Immunotherapy also makes it possible to limit the side effects caused by radiotherapy, chemotherapy and surgical interventions. “The rectum is adjacent to the bladder, the prostate in men and the gynecological system in women, so we have many implications in terms of quality of life for these patients,” explains the Dright Rousseau.

In fact, standard treatments can lead to a loss of fertility, the risk of a permanent stoma — an opening in the abdomen that allows stool to pass — and permanent indigestion.

Because immunotherapy completely cleared the cancer, patients were able to avoid chemotherapy, radiation therapy, and surgery.

rise among young people

The majority of patients in the study were under 40 years old. “It’s very young,” says the Dright Rousseau.

In recent years, the rate of colorectal cancer has increased in Canadians in their 20s and 30s, while it has decreased in adults 55 and older.

About 30% of early-stage colorectal cancer cases occur in people with a family history or genetic predisposition. In many cases, these young patients have the genetic abnormality that allows them to be susceptible to immunotherapy treatment, Stein says.

The idea is to educate young people not to ignore the symptoms – abdominal pain, blood in the stool – and to educate general practitioners not to ignore the symptoms of patients.

Barry Stein, CEO of Colorectal Cancer Canada and a survivor of the disease

Strong enthusiasm

A strong enthusiasm for immunotherapy has been felt since the publication of her article. “Some colleagues receive 300 calls a day. They have dedicated nurses who have been answering questions since the article came out,” says Dr.right Rousseau.

Some clinics in the United States are planning to give their patients access to treatment very quickly. “In Canada and Europe, there is a need to determine whether the data from a small study is sufficient to warrant reimbursement for the drug. Immunotherapy remains an expensive treatment,” says Dr.right Rousseau. An immunotherapy treatment costs around $11,000 in the United States, says the oncologist. Each patient received eight doses.

Although the study was conducted on a small number of patients, the results give a lot of hope, says Dr.right Rousseau. “That is extremely encouraging.

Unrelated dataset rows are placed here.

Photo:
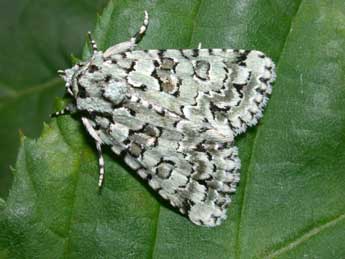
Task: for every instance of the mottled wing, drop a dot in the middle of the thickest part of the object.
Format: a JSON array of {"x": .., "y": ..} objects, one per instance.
[
  {"x": 235, "y": 84},
  {"x": 177, "y": 126}
]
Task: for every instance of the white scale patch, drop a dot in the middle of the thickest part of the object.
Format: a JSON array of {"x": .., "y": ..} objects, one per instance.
[{"x": 172, "y": 115}]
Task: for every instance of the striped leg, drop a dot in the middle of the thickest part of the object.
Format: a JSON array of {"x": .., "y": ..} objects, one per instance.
[
  {"x": 101, "y": 164},
  {"x": 94, "y": 135},
  {"x": 69, "y": 109},
  {"x": 93, "y": 43},
  {"x": 140, "y": 34}
]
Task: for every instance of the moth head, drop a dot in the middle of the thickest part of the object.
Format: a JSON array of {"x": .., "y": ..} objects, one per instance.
[{"x": 68, "y": 75}]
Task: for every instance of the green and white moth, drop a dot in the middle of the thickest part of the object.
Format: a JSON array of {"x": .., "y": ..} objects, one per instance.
[{"x": 172, "y": 115}]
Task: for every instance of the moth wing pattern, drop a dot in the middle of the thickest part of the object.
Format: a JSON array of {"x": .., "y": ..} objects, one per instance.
[{"x": 172, "y": 115}]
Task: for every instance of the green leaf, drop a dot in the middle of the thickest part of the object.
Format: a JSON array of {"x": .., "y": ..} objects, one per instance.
[{"x": 290, "y": 202}]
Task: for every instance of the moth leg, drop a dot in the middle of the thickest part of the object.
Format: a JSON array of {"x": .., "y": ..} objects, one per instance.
[
  {"x": 100, "y": 163},
  {"x": 95, "y": 136},
  {"x": 140, "y": 34},
  {"x": 92, "y": 42},
  {"x": 69, "y": 109},
  {"x": 131, "y": 43}
]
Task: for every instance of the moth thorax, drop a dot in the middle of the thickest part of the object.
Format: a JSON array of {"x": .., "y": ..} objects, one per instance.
[{"x": 115, "y": 91}]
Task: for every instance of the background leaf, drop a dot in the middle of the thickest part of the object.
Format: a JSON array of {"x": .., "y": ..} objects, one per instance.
[
  {"x": 37, "y": 38},
  {"x": 290, "y": 199}
]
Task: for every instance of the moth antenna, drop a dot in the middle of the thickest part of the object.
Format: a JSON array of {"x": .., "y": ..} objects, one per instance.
[
  {"x": 140, "y": 34},
  {"x": 92, "y": 42}
]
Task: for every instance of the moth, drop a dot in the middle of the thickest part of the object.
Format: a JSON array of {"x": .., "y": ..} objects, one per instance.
[{"x": 172, "y": 116}]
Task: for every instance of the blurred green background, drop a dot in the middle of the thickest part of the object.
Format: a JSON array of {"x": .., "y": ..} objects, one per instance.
[{"x": 36, "y": 38}]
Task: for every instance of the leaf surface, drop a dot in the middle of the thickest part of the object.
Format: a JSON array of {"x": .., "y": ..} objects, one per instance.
[{"x": 290, "y": 199}]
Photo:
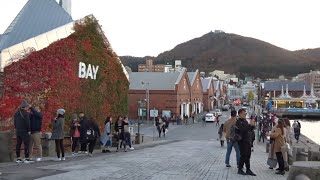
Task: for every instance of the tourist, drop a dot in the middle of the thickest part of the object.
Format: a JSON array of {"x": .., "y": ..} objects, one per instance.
[
  {"x": 279, "y": 141},
  {"x": 93, "y": 133},
  {"x": 119, "y": 131},
  {"x": 106, "y": 138},
  {"x": 296, "y": 128},
  {"x": 127, "y": 135},
  {"x": 244, "y": 130},
  {"x": 84, "y": 125},
  {"x": 58, "y": 134},
  {"x": 227, "y": 130},
  {"x": 22, "y": 126},
  {"x": 35, "y": 126},
  {"x": 222, "y": 137},
  {"x": 74, "y": 133}
]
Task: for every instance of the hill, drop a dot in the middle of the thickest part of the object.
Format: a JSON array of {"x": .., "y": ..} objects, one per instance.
[{"x": 238, "y": 54}]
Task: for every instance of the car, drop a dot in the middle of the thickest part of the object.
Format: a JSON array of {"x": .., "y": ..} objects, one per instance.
[
  {"x": 210, "y": 117},
  {"x": 218, "y": 112}
]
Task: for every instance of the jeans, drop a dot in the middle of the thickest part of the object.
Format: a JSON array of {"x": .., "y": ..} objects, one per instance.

It offers patients incredible perspectives and opens the door to new studies,” he concludes.

How does immunotherapy work?

The immune system doesn’t normally attack healthy cells, thanks to a protective device called a checkpoint. However, colon cancer cells have the ability to trigger this device, which prevents the immune system from locating and destroying the tumor. Immunotherapy can solve the problem by blocking the checkpoints, allowing the immune system to attack and destroy cancer cells.

Learn more

  • 67
    Number of Canadians diagnosed with colorectal cancer each day in Canada.